God too, was in the midst of this great historical decree, but not where the eyes of the world were watching far from the imperial city.  That is often where God is most present.  Instead, he walked closely with one man and one woman so lowly that they would hardly have been missed if they had not been counted.  One man and one woman so poor that their little tax they paid for the whole year would not even buy a soldier a new pair of sandals.  But Mary and Joseph packed their meager belongings and set out from Nazareth for Joseph’s home in Bethlehem.   “And while they were there, the time came for her to be delivered.  And she gave birth to her first-born son and wrapped him in swaddling cloths and laid him in a manger.”

We may romanticize that image, but I am afraid that Mary and Joseph may have been singing, “We need a Little Christmas, right this very minute” on the night of Jesus’ birth.

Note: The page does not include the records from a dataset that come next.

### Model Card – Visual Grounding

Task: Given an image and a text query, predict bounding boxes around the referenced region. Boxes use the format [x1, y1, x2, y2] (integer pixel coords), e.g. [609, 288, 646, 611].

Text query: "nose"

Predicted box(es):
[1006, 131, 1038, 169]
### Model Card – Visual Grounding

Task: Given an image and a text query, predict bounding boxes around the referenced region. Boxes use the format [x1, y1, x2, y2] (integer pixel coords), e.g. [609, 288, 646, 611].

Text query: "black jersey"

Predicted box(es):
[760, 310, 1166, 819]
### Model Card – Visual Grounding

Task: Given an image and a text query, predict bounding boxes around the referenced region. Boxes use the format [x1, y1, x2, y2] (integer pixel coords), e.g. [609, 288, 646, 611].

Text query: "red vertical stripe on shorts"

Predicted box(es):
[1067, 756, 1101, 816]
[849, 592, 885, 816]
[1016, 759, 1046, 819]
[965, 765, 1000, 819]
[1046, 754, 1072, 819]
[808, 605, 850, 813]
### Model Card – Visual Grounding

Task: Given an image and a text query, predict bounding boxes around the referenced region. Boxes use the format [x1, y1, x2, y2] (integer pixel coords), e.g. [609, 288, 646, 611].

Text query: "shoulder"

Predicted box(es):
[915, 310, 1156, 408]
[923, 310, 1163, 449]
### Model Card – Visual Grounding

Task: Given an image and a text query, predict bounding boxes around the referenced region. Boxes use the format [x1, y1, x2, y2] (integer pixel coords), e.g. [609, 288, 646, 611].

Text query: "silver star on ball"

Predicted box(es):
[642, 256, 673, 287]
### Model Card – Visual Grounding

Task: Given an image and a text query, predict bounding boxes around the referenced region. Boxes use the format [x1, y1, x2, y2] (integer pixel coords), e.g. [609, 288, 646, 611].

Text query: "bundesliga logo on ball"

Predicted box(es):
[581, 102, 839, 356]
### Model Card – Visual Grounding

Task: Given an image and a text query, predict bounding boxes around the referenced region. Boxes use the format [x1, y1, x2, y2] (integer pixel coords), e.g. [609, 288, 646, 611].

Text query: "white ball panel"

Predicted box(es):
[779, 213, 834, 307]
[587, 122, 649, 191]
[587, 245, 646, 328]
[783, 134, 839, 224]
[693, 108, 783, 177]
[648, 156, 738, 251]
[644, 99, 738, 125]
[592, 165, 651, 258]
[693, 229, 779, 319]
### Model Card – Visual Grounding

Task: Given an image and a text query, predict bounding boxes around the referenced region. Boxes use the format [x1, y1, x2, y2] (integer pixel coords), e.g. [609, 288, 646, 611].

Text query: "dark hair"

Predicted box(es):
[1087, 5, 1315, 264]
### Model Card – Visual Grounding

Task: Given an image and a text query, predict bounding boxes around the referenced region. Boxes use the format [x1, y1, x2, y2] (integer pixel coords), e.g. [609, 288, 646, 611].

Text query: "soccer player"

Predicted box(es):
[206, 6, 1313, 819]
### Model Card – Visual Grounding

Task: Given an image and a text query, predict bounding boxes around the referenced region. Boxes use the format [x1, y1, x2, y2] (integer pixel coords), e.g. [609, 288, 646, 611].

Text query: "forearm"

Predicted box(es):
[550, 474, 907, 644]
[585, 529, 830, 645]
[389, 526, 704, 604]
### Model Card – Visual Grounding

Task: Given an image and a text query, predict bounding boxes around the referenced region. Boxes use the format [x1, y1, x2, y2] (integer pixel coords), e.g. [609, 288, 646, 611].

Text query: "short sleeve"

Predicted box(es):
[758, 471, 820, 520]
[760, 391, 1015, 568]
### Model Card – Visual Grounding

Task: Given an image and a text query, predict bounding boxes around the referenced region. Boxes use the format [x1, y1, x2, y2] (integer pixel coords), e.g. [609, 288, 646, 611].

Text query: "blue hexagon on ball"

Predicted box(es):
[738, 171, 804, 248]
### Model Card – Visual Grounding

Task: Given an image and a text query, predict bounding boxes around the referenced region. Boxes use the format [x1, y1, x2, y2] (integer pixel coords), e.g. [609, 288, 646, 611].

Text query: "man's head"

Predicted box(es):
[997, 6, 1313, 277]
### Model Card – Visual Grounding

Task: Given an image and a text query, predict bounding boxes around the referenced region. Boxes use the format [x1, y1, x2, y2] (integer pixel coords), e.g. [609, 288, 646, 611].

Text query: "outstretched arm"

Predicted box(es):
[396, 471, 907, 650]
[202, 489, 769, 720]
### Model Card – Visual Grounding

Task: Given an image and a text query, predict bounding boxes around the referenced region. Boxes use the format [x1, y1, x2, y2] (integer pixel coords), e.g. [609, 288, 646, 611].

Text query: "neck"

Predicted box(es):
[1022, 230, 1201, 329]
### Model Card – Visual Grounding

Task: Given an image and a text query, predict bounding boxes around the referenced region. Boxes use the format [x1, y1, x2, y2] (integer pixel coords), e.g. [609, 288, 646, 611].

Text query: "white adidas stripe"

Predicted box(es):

After all this wasn’t the way they imagined their infant son would enter the world.  They came to Joseph’s home in Bethlehem expecting to be welcomed by family. They anticipated they would be offered a guest room with distant relatives, but instead we read that there was no room for them.

No place for the King of Kings, the Prince of Peace, the Mighty Counselor to lay he sweet head? No room for such a poor family in any home; no room for them except where gold had to clank to open doors and silks and satins and uniforms had to shine to win a bed.  Instead, Mary and Joseph found refuge on a lower floor of a home where the animals slept.  The animals at least would not object to their coming and sharing their straw.  And in the bone-chilling rawness of it all and the heartrending poverty and meanness of such surroundings, the Word became flesh.  God entered into the world to be enrolled on the Emperor’s tax rolls- with no soundtrack of favorite Christmas songs playing softly in the background.  Jesus did not weep in angry fury at being thrust out into the world.  He did not scream at the coarseness of the improvised swaddling clothes.  He did not whimper as he was laid on prickly straw nor did he sob himself to sleep at the rough planking of his manger bed.  The Son of the Father from all eternity, the one through whom all things came into being, emptied himself and became man.

Now you may be wondering, so why would God send his only- begotten Son to be born in a place where animals were kept and then laid in a manger? How can that be good news?  Surely, Jesus, who was greater than the Emperor in Rome deserved a more fitting setting in the most elegant of surroundings. Surprisingly, my friends, it is in that story we find our greatest hope for those moment when we need a little Christmas, right this very minute – throughout the year – and not just in December. Jesus’ humble birth in Bethlehem proclaims an amazing message to all of us. Our loving and all-powerful God knowingly chose to abandon the majesty of heaven to come to you and to be with you – in those darkest moments of life.  But instead of coming to earth as a privileged, entitled ruler, Jesus was born in meekness, as one of us.  Jesus is not like the distant Emperor Augustus in Rome. Jesus is approachable, accessible, available, and no palace gates bar the way to him; no ring of guards prevents you from coming to him.

Martin Luther once wrote in a sermon for Christmas, “If Christ had arrived with trumpets and lain in a cradle of gold, his birth would have been a splendid affair. But it would not be a comfort to me. He was rather to lie in the lap of a poor maiden and be thought of little significance in the eyes of the world. Now I can come to him.”

My friends, in those moment when you need a little Christmas, right this very minute, come to the manger again and again. And remember that after the twelve days of Christmas, it doesn’t have to be boxed up and packed away for another year. The manger is the good news that God has come to dwell with us and walks with us. And there you will discover within its bed of straw a God who loves and cares for you this Christmas and every day.  Amen.

May the peace of God which passes all understanding keep your hearts and minds in Christ Jesus.  Amen.